You are wrong, because you make a huge leap of faith here:
Choose who you trust
No-one deliberately chooses to use software written by people who are known to be untrustworthy! And never has! Yet we find ourselves in a less than perfect world...
>The fact of which must be accepted to varying degrees, or rejected entirely, which requires you to live in isolation.
If you trust nobody in anything, then you cannot live with other humans. If you don't remove yourself, others will remove you, and that's pretty fundamental in any society. So some degree of trust can be assumed to exist, and where it is placed is entirely outside anyone else's control. If there is none in anyone else helping on the computational trust chain, then to have any trustable system you must do it yourself or go without. There is no middle road.
I should also clarify that I'm not claiming we have anything quite like this today. Merely that such a system is possible - the compiler chain is bootstrap-able with minimal effort and determining your measure of trust of any given build is straightforward: if there's a gap in the chain, the answer is no, until someone you trust fills it in. If not, then yes.
edit: in any case, trust, like the communication it is founded on, is an inherently un-decidable problem. At some point, to do anything, some measure of blind trust must exist - for example, my belief that this universe is rational in a way humans can comprehend. Thus, if anything has been done, some trust exists, and the system is bootstrapped.
One of the awesomest moments in science fiction is in Accelerando when one of the characters reveals that it's bootstrapped itself up from an alarm clock controller to escape this attack.

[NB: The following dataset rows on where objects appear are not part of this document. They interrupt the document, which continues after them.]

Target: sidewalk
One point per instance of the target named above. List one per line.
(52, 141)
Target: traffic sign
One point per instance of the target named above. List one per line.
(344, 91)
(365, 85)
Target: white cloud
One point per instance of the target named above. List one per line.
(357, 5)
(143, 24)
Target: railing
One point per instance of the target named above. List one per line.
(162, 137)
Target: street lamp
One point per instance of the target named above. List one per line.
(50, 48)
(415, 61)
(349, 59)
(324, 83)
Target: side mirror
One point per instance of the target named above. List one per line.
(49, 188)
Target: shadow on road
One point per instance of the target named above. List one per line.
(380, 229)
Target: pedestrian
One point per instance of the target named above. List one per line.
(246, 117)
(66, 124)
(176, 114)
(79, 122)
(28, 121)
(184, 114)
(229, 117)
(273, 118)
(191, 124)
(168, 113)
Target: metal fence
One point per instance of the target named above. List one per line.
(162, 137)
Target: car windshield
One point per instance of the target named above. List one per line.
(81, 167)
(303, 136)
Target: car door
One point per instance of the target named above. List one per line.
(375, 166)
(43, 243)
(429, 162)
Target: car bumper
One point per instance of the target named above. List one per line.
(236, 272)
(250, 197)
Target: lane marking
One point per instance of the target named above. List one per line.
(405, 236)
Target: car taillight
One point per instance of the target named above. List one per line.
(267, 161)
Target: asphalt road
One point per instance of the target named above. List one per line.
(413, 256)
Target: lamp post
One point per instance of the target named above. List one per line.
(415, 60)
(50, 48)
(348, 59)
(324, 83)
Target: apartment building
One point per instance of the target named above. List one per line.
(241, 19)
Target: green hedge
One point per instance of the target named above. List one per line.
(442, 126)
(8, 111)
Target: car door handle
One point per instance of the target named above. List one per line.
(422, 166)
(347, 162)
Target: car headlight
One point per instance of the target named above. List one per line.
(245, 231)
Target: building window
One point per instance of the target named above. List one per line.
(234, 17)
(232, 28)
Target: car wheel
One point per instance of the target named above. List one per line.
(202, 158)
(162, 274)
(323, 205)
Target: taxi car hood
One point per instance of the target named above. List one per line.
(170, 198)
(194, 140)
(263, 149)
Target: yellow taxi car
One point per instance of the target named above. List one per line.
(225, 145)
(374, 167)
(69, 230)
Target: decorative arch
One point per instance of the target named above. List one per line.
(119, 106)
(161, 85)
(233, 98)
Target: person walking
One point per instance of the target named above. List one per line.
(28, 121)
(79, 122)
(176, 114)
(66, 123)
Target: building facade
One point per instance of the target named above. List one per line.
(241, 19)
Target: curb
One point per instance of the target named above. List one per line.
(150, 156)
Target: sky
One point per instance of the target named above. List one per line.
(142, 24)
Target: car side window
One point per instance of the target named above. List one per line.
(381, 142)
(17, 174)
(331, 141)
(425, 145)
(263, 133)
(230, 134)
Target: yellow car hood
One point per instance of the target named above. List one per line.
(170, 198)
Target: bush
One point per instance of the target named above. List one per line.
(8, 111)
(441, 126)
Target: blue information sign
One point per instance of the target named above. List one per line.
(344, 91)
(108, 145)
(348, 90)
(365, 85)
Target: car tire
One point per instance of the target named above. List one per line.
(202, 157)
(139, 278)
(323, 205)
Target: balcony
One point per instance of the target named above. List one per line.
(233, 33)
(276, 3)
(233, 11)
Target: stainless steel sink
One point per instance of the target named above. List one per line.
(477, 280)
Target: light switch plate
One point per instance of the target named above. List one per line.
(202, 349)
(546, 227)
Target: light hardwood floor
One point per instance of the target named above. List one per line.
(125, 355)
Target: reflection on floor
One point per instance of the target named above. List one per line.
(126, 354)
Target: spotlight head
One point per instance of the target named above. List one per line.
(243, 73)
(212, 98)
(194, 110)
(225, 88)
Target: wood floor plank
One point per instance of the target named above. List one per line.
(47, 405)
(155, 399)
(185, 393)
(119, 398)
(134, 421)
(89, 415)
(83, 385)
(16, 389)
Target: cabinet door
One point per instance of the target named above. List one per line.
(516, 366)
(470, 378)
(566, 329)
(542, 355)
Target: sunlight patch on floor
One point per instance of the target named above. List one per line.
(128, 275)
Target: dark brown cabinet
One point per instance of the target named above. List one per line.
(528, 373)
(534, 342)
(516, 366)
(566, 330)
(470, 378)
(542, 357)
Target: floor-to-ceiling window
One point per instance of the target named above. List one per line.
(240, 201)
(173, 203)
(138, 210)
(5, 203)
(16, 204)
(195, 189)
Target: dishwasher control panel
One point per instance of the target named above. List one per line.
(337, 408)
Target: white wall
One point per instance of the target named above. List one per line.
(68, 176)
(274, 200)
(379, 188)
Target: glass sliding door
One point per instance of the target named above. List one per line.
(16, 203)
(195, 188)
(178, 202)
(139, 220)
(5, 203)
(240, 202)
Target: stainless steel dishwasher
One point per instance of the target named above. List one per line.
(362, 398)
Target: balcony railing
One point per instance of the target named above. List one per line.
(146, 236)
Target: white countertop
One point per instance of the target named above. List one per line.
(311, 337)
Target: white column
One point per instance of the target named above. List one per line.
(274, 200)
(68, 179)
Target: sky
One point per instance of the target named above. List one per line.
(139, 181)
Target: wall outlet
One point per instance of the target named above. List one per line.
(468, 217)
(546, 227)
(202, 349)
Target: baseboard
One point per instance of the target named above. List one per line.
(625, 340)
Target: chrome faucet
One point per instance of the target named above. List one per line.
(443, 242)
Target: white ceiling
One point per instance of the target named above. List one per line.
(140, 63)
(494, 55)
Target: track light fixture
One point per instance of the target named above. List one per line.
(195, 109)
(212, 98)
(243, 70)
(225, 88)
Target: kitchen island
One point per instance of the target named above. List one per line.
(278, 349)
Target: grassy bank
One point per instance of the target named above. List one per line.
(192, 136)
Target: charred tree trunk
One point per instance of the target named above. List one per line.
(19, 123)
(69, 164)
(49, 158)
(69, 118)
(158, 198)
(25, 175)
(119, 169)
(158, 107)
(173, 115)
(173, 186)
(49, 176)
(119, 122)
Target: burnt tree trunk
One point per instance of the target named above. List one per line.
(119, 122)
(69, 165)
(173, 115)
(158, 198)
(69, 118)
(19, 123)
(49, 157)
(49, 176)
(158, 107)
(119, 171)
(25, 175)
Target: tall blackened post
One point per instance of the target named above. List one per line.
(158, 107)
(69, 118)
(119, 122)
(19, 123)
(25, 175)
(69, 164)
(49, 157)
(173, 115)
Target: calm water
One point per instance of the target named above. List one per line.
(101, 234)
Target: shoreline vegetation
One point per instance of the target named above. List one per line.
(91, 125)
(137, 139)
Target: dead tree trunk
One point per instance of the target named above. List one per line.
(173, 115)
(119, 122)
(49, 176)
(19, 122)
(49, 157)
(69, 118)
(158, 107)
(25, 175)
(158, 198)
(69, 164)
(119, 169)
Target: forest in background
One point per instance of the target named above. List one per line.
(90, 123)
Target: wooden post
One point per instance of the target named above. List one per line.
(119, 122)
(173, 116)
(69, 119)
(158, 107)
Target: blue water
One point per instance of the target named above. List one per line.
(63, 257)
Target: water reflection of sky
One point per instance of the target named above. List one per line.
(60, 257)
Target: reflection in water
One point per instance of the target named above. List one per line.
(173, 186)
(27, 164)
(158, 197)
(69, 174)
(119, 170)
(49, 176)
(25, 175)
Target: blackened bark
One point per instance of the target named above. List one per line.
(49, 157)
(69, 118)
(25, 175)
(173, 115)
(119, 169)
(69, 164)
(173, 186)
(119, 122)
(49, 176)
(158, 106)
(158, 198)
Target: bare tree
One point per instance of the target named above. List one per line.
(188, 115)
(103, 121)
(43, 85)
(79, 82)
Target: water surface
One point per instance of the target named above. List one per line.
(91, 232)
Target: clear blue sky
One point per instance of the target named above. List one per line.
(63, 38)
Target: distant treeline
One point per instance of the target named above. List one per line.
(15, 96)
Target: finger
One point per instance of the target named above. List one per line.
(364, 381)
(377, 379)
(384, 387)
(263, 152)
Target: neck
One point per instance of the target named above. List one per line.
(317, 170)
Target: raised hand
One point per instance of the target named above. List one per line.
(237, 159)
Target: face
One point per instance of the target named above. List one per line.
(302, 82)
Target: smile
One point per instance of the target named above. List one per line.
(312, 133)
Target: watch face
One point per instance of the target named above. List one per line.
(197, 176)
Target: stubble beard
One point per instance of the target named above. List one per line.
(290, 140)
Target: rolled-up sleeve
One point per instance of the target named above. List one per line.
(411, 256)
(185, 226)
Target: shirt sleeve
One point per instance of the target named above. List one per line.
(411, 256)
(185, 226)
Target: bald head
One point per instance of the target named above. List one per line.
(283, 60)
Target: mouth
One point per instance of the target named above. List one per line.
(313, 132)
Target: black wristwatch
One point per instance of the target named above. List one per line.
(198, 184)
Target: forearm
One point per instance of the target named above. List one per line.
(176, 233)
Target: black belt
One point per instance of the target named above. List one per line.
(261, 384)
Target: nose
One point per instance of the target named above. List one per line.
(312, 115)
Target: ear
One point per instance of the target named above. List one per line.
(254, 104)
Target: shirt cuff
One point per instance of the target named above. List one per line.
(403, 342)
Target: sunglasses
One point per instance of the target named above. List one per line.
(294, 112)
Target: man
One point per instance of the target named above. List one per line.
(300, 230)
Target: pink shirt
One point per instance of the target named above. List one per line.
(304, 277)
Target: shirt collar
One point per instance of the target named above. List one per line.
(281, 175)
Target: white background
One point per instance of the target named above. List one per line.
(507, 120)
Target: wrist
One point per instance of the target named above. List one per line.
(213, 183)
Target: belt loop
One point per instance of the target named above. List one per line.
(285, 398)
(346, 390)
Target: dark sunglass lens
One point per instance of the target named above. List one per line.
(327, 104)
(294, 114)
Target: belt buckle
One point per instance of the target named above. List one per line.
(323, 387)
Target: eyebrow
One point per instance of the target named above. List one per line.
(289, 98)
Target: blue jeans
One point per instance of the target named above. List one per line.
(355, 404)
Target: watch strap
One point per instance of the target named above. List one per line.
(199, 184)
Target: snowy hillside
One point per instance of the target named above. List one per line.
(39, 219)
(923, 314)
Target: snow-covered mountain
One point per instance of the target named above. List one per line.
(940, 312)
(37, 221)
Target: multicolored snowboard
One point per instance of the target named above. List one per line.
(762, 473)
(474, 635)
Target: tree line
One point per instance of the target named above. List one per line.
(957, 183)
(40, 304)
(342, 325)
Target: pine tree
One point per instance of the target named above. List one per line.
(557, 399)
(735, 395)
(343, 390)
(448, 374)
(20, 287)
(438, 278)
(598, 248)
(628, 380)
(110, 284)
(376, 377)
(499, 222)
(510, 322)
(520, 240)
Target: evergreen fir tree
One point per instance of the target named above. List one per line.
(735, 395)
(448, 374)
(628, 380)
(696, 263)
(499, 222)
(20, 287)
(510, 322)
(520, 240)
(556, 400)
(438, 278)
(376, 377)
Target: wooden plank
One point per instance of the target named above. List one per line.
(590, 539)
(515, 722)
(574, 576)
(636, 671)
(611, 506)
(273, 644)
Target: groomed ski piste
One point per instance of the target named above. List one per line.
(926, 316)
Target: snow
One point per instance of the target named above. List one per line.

It also makes me wonder how much we can rely on things generally held to be secure. I certainly have never tried to guarantee that the compilers I get from the distros I use are fully honest, much less disassemble my BIOS, and of course the tools I would try to use even if I did achieve that level of paranoia might not be reliable and I would need other tools to test the tools, and the next thing you know I'm out in the woods sawing at trees to get lumber to carve because only a hand-built analytical engine is a reliable and trustworthy platform in any provable way.